Example. Suppose we define G as the graph with vertex set {a,b,c,d,e,f,g} and edge set
(a,b), (a,c,),(a,g), (b,c),(b,d),(b,e),(b,g),(c,d)(c,g),(d,e),(e,g). Letting a be vertex 0, b vertex 1, etc., we have the two representations of G:
a b c d e f g
col: 0 1 2 3 4 5 6
-----------------------------------------------------------
row:
0-a 0 1 1 0 0 0 1
1-b 1 0 1 1 1 0 1
2-c 1 1 0 1 0 0 1
3-d 0 1 1 0 1 0 1
4-e 0 1 0 1 0 0 1
5-f 0 0 0 0 0 0 0
6-g 1 1 1 1 1 0 0
=============================================================
vertex adjacency lists
list:
0-a-->b-->c-->g-->nil
1-b-->a-->c-->d-->e-->g-->nil
2-c-->a-->b-->d-->g-->nil
3-d-->b-->c-->e-->nil
4-e-->b-->d-->g-->nil
5-f-->nil
6-g-->a-->b-->c-->e-->nil
Exercise 19.4. Give both graph representations for the digraph G defined as follows:
The vertices of G are the integers 1,2, ... , 10. There is an edge from x to y if x is a factor of y.
19.3. Traversing a graph.
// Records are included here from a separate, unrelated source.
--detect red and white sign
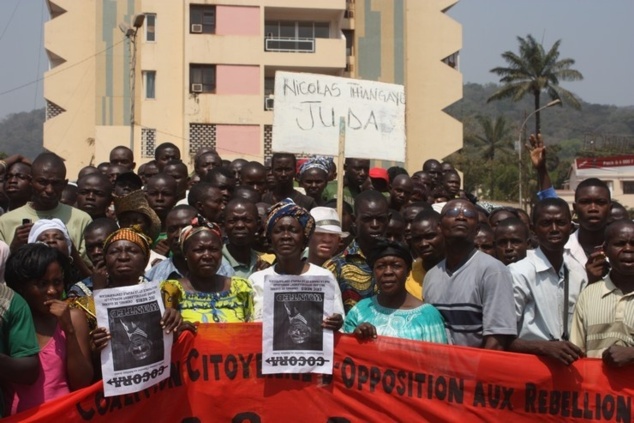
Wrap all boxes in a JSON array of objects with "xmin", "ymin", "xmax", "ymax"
[{"xmin": 576, "ymin": 155, "xmax": 634, "ymax": 169}]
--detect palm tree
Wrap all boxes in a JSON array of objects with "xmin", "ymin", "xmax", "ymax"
[
  {"xmin": 487, "ymin": 34, "xmax": 583, "ymax": 135},
  {"xmin": 465, "ymin": 116, "xmax": 514, "ymax": 198},
  {"xmin": 468, "ymin": 116, "xmax": 514, "ymax": 161}
]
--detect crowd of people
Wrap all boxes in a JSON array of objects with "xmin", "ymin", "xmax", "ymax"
[{"xmin": 0, "ymin": 136, "xmax": 633, "ymax": 416}]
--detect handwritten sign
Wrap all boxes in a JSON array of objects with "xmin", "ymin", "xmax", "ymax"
[{"xmin": 272, "ymin": 71, "xmax": 405, "ymax": 162}]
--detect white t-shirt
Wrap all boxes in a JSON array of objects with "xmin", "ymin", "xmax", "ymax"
[{"xmin": 249, "ymin": 263, "xmax": 345, "ymax": 322}]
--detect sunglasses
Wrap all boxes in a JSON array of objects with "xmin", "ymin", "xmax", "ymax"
[{"xmin": 443, "ymin": 207, "xmax": 477, "ymax": 219}]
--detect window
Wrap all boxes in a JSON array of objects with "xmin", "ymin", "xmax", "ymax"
[
  {"xmin": 145, "ymin": 13, "xmax": 156, "ymax": 41},
  {"xmin": 623, "ymin": 181, "xmax": 634, "ymax": 194},
  {"xmin": 343, "ymin": 29, "xmax": 354, "ymax": 56},
  {"xmin": 141, "ymin": 128, "xmax": 156, "ymax": 158},
  {"xmin": 143, "ymin": 71, "xmax": 156, "ymax": 99},
  {"xmin": 189, "ymin": 124, "xmax": 217, "ymax": 155},
  {"xmin": 264, "ymin": 77, "xmax": 275, "ymax": 96},
  {"xmin": 264, "ymin": 76, "xmax": 275, "ymax": 110},
  {"xmin": 264, "ymin": 21, "xmax": 330, "ymax": 52},
  {"xmin": 190, "ymin": 64, "xmax": 216, "ymax": 93},
  {"xmin": 314, "ymin": 23, "xmax": 330, "ymax": 38},
  {"xmin": 190, "ymin": 5, "xmax": 215, "ymax": 34}
]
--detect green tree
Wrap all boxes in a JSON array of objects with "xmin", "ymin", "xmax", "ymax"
[
  {"xmin": 487, "ymin": 34, "xmax": 583, "ymax": 135},
  {"xmin": 466, "ymin": 115, "xmax": 515, "ymax": 197}
]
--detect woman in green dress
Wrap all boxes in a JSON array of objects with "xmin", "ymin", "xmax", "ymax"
[{"xmin": 161, "ymin": 215, "xmax": 253, "ymax": 324}]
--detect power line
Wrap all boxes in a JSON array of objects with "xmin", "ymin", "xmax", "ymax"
[
  {"xmin": 0, "ymin": 39, "xmax": 125, "ymax": 98},
  {"xmin": 0, "ymin": 0, "xmax": 20, "ymax": 44}
]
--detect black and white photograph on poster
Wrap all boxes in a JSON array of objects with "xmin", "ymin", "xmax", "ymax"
[
  {"xmin": 273, "ymin": 292, "xmax": 324, "ymax": 351},
  {"xmin": 108, "ymin": 302, "xmax": 164, "ymax": 371},
  {"xmin": 262, "ymin": 275, "xmax": 334, "ymax": 375},
  {"xmin": 94, "ymin": 282, "xmax": 173, "ymax": 397}
]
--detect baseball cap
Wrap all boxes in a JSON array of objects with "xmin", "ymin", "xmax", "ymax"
[{"xmin": 369, "ymin": 167, "xmax": 389, "ymax": 184}]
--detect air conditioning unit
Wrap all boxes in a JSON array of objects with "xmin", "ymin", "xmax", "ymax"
[
  {"xmin": 265, "ymin": 96, "xmax": 274, "ymax": 111},
  {"xmin": 191, "ymin": 24, "xmax": 203, "ymax": 33},
  {"xmin": 191, "ymin": 83, "xmax": 203, "ymax": 93}
]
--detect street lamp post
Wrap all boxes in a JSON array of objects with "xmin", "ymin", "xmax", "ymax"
[
  {"xmin": 119, "ymin": 14, "xmax": 145, "ymax": 151},
  {"xmin": 517, "ymin": 99, "xmax": 561, "ymax": 209}
]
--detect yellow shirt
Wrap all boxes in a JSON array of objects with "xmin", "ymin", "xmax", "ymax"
[
  {"xmin": 405, "ymin": 259, "xmax": 426, "ymax": 301},
  {"xmin": 259, "ymin": 253, "xmax": 276, "ymax": 265}
]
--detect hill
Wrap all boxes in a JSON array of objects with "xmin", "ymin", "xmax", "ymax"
[
  {"xmin": 445, "ymin": 83, "xmax": 634, "ymax": 191},
  {"xmin": 447, "ymin": 83, "xmax": 634, "ymax": 157},
  {"xmin": 1, "ymin": 86, "xmax": 633, "ymax": 166},
  {"xmin": 0, "ymin": 108, "xmax": 45, "ymax": 159}
]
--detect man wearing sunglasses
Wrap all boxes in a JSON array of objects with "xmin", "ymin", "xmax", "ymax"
[{"xmin": 423, "ymin": 199, "xmax": 517, "ymax": 350}]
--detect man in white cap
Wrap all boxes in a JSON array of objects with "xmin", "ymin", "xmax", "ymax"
[{"xmin": 307, "ymin": 207, "xmax": 349, "ymax": 267}]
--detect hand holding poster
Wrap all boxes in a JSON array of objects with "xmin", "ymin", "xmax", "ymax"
[
  {"xmin": 272, "ymin": 71, "xmax": 406, "ymax": 162},
  {"xmin": 262, "ymin": 275, "xmax": 334, "ymax": 374},
  {"xmin": 94, "ymin": 282, "xmax": 173, "ymax": 397}
]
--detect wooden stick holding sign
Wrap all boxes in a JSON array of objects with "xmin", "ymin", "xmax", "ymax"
[{"xmin": 336, "ymin": 117, "xmax": 345, "ymax": 222}]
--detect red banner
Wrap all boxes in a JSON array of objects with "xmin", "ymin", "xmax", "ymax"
[
  {"xmin": 576, "ymin": 155, "xmax": 634, "ymax": 169},
  {"xmin": 5, "ymin": 323, "xmax": 633, "ymax": 422}
]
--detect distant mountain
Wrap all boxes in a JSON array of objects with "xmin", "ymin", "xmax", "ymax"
[
  {"xmin": 446, "ymin": 83, "xmax": 634, "ymax": 155},
  {"xmin": 446, "ymin": 83, "xmax": 634, "ymax": 190},
  {"xmin": 0, "ymin": 108, "xmax": 45, "ymax": 159},
  {"xmin": 1, "ymin": 88, "xmax": 633, "ymax": 163}
]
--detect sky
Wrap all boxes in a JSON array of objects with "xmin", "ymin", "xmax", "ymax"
[
  {"xmin": 0, "ymin": 0, "xmax": 632, "ymax": 120},
  {"xmin": 448, "ymin": 0, "xmax": 634, "ymax": 107}
]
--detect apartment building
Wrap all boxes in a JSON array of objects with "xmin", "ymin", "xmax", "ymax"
[{"xmin": 44, "ymin": 0, "xmax": 462, "ymax": 176}]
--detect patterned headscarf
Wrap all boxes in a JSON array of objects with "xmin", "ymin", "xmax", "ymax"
[
  {"xmin": 266, "ymin": 198, "xmax": 315, "ymax": 240},
  {"xmin": 103, "ymin": 226, "xmax": 152, "ymax": 259},
  {"xmin": 298, "ymin": 156, "xmax": 333, "ymax": 177},
  {"xmin": 178, "ymin": 215, "xmax": 223, "ymax": 253}
]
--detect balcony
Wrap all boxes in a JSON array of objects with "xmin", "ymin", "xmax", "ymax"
[
  {"xmin": 442, "ymin": 52, "xmax": 460, "ymax": 70},
  {"xmin": 264, "ymin": 37, "xmax": 315, "ymax": 53},
  {"xmin": 263, "ymin": 37, "xmax": 346, "ymax": 68}
]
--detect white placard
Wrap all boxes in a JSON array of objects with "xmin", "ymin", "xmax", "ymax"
[
  {"xmin": 262, "ymin": 275, "xmax": 334, "ymax": 374},
  {"xmin": 94, "ymin": 282, "xmax": 173, "ymax": 397},
  {"xmin": 272, "ymin": 71, "xmax": 405, "ymax": 162}
]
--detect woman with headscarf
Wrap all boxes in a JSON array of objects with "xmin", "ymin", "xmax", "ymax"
[
  {"xmin": 298, "ymin": 157, "xmax": 331, "ymax": 206},
  {"xmin": 28, "ymin": 218, "xmax": 91, "ymax": 283},
  {"xmin": 89, "ymin": 227, "xmax": 182, "ymax": 353},
  {"xmin": 249, "ymin": 198, "xmax": 344, "ymax": 329},
  {"xmin": 344, "ymin": 239, "xmax": 447, "ymax": 343},
  {"xmin": 160, "ymin": 215, "xmax": 253, "ymax": 324}
]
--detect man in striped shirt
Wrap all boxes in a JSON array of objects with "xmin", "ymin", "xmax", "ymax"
[
  {"xmin": 424, "ymin": 199, "xmax": 517, "ymax": 349},
  {"xmin": 570, "ymin": 220, "xmax": 634, "ymax": 365}
]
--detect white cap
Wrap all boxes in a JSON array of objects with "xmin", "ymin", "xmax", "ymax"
[{"xmin": 310, "ymin": 207, "xmax": 349, "ymax": 237}]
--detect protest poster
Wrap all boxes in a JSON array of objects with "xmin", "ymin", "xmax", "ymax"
[
  {"xmin": 262, "ymin": 275, "xmax": 334, "ymax": 374},
  {"xmin": 94, "ymin": 282, "xmax": 172, "ymax": 397},
  {"xmin": 272, "ymin": 71, "xmax": 406, "ymax": 162}
]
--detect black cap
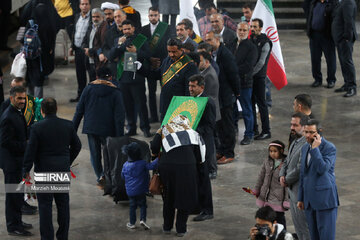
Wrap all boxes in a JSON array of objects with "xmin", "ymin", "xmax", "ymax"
[{"xmin": 96, "ymin": 67, "xmax": 112, "ymax": 79}]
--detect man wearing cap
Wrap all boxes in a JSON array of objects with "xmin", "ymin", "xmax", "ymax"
[
  {"xmin": 96, "ymin": 2, "xmax": 120, "ymax": 67},
  {"xmin": 72, "ymin": 67, "xmax": 125, "ymax": 188}
]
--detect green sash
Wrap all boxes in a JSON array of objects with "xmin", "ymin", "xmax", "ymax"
[
  {"xmin": 161, "ymin": 55, "xmax": 193, "ymax": 87},
  {"xmin": 24, "ymin": 95, "xmax": 35, "ymax": 126},
  {"xmin": 117, "ymin": 34, "xmax": 148, "ymax": 79},
  {"xmin": 149, "ymin": 22, "xmax": 168, "ymax": 53}
]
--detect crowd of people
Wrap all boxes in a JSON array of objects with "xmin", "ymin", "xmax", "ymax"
[{"xmin": 0, "ymin": 0, "xmax": 348, "ymax": 239}]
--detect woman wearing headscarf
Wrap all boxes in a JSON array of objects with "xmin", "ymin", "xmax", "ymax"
[{"xmin": 150, "ymin": 115, "xmax": 205, "ymax": 237}]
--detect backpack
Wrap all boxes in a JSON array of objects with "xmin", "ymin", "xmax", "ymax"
[{"xmin": 23, "ymin": 20, "xmax": 41, "ymax": 60}]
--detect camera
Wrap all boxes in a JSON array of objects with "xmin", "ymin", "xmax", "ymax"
[{"xmin": 254, "ymin": 225, "xmax": 271, "ymax": 240}]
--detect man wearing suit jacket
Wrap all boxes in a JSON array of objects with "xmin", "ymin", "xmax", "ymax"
[
  {"xmin": 0, "ymin": 86, "xmax": 32, "ymax": 236},
  {"xmin": 205, "ymin": 31, "xmax": 240, "ymax": 164},
  {"xmin": 331, "ymin": 0, "xmax": 357, "ymax": 97},
  {"xmin": 23, "ymin": 97, "xmax": 82, "ymax": 240},
  {"xmin": 141, "ymin": 6, "xmax": 170, "ymax": 123},
  {"xmin": 69, "ymin": 0, "xmax": 92, "ymax": 102},
  {"xmin": 280, "ymin": 113, "xmax": 311, "ymax": 240},
  {"xmin": 297, "ymin": 119, "xmax": 339, "ymax": 240},
  {"xmin": 189, "ymin": 75, "xmax": 215, "ymax": 221},
  {"xmin": 158, "ymin": 38, "xmax": 199, "ymax": 120},
  {"xmin": 176, "ymin": 22, "xmax": 198, "ymax": 50},
  {"xmin": 210, "ymin": 13, "xmax": 237, "ymax": 50}
]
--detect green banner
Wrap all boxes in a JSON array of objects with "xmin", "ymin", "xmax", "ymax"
[
  {"xmin": 117, "ymin": 33, "xmax": 148, "ymax": 80},
  {"xmin": 161, "ymin": 96, "xmax": 208, "ymax": 130},
  {"xmin": 149, "ymin": 21, "xmax": 168, "ymax": 53}
]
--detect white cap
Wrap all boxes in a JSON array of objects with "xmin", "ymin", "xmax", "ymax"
[{"xmin": 100, "ymin": 2, "xmax": 120, "ymax": 10}]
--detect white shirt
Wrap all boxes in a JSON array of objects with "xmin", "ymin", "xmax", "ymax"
[{"xmin": 150, "ymin": 21, "xmax": 159, "ymax": 35}]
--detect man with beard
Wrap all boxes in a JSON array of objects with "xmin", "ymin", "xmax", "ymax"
[
  {"xmin": 96, "ymin": 2, "xmax": 120, "ymax": 68},
  {"xmin": 141, "ymin": 6, "xmax": 170, "ymax": 123},
  {"xmin": 82, "ymin": 8, "xmax": 105, "ymax": 82},
  {"xmin": 188, "ymin": 75, "xmax": 215, "ymax": 221},
  {"xmin": 198, "ymin": 51, "xmax": 219, "ymax": 178},
  {"xmin": 0, "ymin": 86, "xmax": 33, "ymax": 236},
  {"xmin": 279, "ymin": 113, "xmax": 311, "ymax": 240},
  {"xmin": 205, "ymin": 31, "xmax": 240, "ymax": 165},
  {"xmin": 290, "ymin": 94, "xmax": 314, "ymax": 147},
  {"xmin": 109, "ymin": 20, "xmax": 152, "ymax": 137},
  {"xmin": 297, "ymin": 119, "xmax": 339, "ymax": 240},
  {"xmin": 176, "ymin": 22, "xmax": 198, "ymax": 50},
  {"xmin": 99, "ymin": 9, "xmax": 126, "ymax": 79},
  {"xmin": 250, "ymin": 18, "xmax": 272, "ymax": 140},
  {"xmin": 233, "ymin": 22, "xmax": 258, "ymax": 145},
  {"xmin": 158, "ymin": 38, "xmax": 198, "ymax": 120},
  {"xmin": 69, "ymin": 0, "xmax": 91, "ymax": 102}
]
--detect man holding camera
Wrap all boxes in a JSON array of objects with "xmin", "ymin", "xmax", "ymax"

Since a graph has no natural ordering of its vertices, there is no standard order in which to visit all these vertices. But visiting all the vertices is a standard part of many algorithms which deal with problems described in terms of a graph. Two graph traversal techniques which have natural definition for the special case of trees can are often useful. Both start from an arbitrary initial vertex v. One, depth first search (dfs), traverses the vertices by seeking to go along "long" paths leading from v. The other, breadth first search (bfs), uses the strategy of visiting v's "closest neighbors" before looking further away. If a graph is not connected and we want to search all its vertices, we must carry out a search procedure on each component of the graph.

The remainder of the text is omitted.